コロナ禍でなかなか旅行にも行けない不便なご時世ですが海外のバリアフリー事情を紹介したいと思います。
私は2018年から2020年にかけて1年半、国際協力事業で南米のウルグアイという国で作業療法士として
活動をしていました。
ウルグアイはブラジルとアルゼンチンの間にある小さな国で、埼玉から見て地球のほぼ真裏にあたる国です。
一人当たりの国民総所得(GNI)は日本の半分以下ですが、日本とほぼ変わらぬ生活水準で暮らせる、
ゆったりと時間が流れるところです。
ウルグアイの公園で見かける遊具にこんなものがあります。車椅子のまま乗れるブランコや回転盤、
寝たまま乗れるブランコ、階段を上らずに遊ぶことができるすべり台などです。対象者を障がいの有無で
限定しないこと、障がいのある子もない子も一緒に遊べるつくりになっているのが素敵ですよね。
スーパーのレジには必ず、障がいのある方と妊婦さんが優先されることを示した看板があります。

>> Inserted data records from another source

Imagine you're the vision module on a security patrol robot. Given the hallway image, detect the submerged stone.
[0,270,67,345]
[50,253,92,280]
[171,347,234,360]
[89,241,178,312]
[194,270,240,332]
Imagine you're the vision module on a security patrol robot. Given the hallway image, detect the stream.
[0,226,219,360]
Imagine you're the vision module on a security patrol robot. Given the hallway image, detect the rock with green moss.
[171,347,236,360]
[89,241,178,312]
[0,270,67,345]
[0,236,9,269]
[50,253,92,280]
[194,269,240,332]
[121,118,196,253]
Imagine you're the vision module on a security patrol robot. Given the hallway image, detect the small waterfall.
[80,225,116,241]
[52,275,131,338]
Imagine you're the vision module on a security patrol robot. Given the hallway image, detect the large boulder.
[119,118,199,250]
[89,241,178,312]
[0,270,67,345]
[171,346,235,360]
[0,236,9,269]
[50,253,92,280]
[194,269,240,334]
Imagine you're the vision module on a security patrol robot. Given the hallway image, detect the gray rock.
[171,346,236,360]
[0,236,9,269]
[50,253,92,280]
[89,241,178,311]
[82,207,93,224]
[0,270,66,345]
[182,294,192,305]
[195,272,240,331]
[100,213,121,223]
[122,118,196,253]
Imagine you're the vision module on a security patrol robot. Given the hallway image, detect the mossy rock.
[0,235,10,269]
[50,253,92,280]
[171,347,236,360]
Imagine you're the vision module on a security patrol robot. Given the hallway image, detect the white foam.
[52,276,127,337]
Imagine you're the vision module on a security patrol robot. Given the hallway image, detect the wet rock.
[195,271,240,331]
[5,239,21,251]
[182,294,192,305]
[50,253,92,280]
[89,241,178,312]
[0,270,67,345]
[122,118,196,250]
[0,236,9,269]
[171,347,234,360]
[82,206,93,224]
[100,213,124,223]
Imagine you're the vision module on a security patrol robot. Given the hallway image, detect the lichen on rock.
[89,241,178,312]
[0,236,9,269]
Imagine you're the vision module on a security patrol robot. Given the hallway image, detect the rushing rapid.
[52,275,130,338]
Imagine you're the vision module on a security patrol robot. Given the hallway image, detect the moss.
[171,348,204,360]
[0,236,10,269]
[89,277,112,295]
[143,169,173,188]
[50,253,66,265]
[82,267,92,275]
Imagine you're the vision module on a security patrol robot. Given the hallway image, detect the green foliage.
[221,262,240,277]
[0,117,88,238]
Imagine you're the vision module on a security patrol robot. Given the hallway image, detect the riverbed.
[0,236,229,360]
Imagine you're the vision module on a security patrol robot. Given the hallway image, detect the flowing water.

バスにも優先席がありますが、優先席でなくてもみんな当たり前のように子どもとお年寄りに席を譲ります。
(街に電車はなく、バスが庶民の足です)
2019年からはテレビの全てのニュース番組に手話がつくようになりました。滞在中に大統領選挙がありましたが、
選挙の街頭演説にも手話通訳者がついていました。
でも、一番違いを感じるのは街なかを歩いているときです。少数派である、いかにもアジア人の私が道ばたで
キョロキョロしていると、通りがかりの人が「迷子になったの?」「何か困っている?助けが必要?」と
すぐに声をかけてくれます。逆に私が横断歩道のない道で、白杖を持った視覚障がい者から「車道を渡るのを
手伝ってくれないかな」と言われたり、横断歩道で車椅子の人から「歩道に上がる時、手伝ってくれない?」
と声をかけられることもありました。
そして、誰かがバスの中で転んでしまおうものなら、次の瞬間、周囲にいる全ての人が自然に手を差し伸べるのです。
さて、場所は変わって日本では、ウルグアイに比べて道は平らで街なかの段差も少なく、エレベーターも整っています。
でも、何か大切なものが足りない気がするのは私だけでしょうか。
多様性という言葉をよく耳にするようになりましたが、本当にインクルーシブな社会ってどんな社会なのでしょうか。
これからも考え続けていきたいと思います。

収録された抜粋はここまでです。